From Publishers Weekly
The 15 stories in Di Filippo's latest collection (after 2005's
The Emperor of Gondwanaland) show his command of a colorful palette of ideas and approaches. The title tale is an amusing satire of a sleepless 24/7 near-future in which time is traded like a commodity by professional (if sometimes incompetent) brokers. In the screwball fantasy "The Secret Sutras of Sally Strumpet," a male writer hires an actress to play the pseudonymous female "author" of his bestselling chick lit novel—then finds himself getting absorbed like one of his feckless male characters into her far too authentic performance. The book also features respectful homages to the fiction of Edgar Allan Poe, Lord Dunsany and Jules Verne. Most of the stories percolate with the author's trademark gushes of wit and humor, but several of the best are deadly earnest, including "Underground," a spooker set in the New York City subway system, and "Shadowboxer," a tale of a psychic assassin fighting "the war on terror" that brilliantly captures the moral ambiguity of attitudes in post-9/11 America.

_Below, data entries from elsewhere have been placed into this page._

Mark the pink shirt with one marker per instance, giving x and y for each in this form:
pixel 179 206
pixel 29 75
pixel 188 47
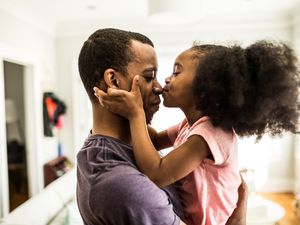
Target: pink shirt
pixel 209 193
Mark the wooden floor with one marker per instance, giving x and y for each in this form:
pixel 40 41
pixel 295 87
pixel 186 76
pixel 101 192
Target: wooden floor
pixel 286 200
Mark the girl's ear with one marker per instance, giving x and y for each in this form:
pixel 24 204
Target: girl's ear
pixel 110 78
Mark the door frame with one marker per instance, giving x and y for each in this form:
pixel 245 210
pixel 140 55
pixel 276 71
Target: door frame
pixel 33 123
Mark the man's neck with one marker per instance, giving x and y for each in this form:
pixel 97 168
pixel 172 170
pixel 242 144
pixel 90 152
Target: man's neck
pixel 109 124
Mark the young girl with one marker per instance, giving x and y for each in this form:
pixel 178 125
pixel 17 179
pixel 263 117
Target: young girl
pixel 223 91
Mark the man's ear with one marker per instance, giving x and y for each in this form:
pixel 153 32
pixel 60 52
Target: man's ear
pixel 110 78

(May) Copyright © Reed Business Information, a division of Reed Elsevier Inc. All rights reserved.
From Booklist
Most of Di Filippo's previous collections have been thematic. The stories in
Strange Trades (2001) explored unusual professions, while those in
The Steampunk Trilogy (1995) lampooned Victorian science. This time Di Filippo displays his versatility, with quirky contemporary fantasy sitting beside cutting-edge hard sf. Two early stories, "Captain Jill" and "Billy Budd," are set in the mythical New England town of Blackwood Beach, whose citizenry includes a centuries-old wizard and a green-tinted gardener who grew from a mandrake seedling. The title story explores a future when drugs have vanquished sleep, and the extra time available to businesses is handled by "timebrokers." Other tales span the spectrum of genres from horror (a New York subway rider encounters the ghost of a teenage suicide) to the avant-garde, best exemplified in the final story, "The Furthest Schorr," which consists of 32 mind-bending vignettes inspired by the paintings of surrealist artist Todd Schorr. As in all of Di Filippo's work, superior craftsmanship shines from every page.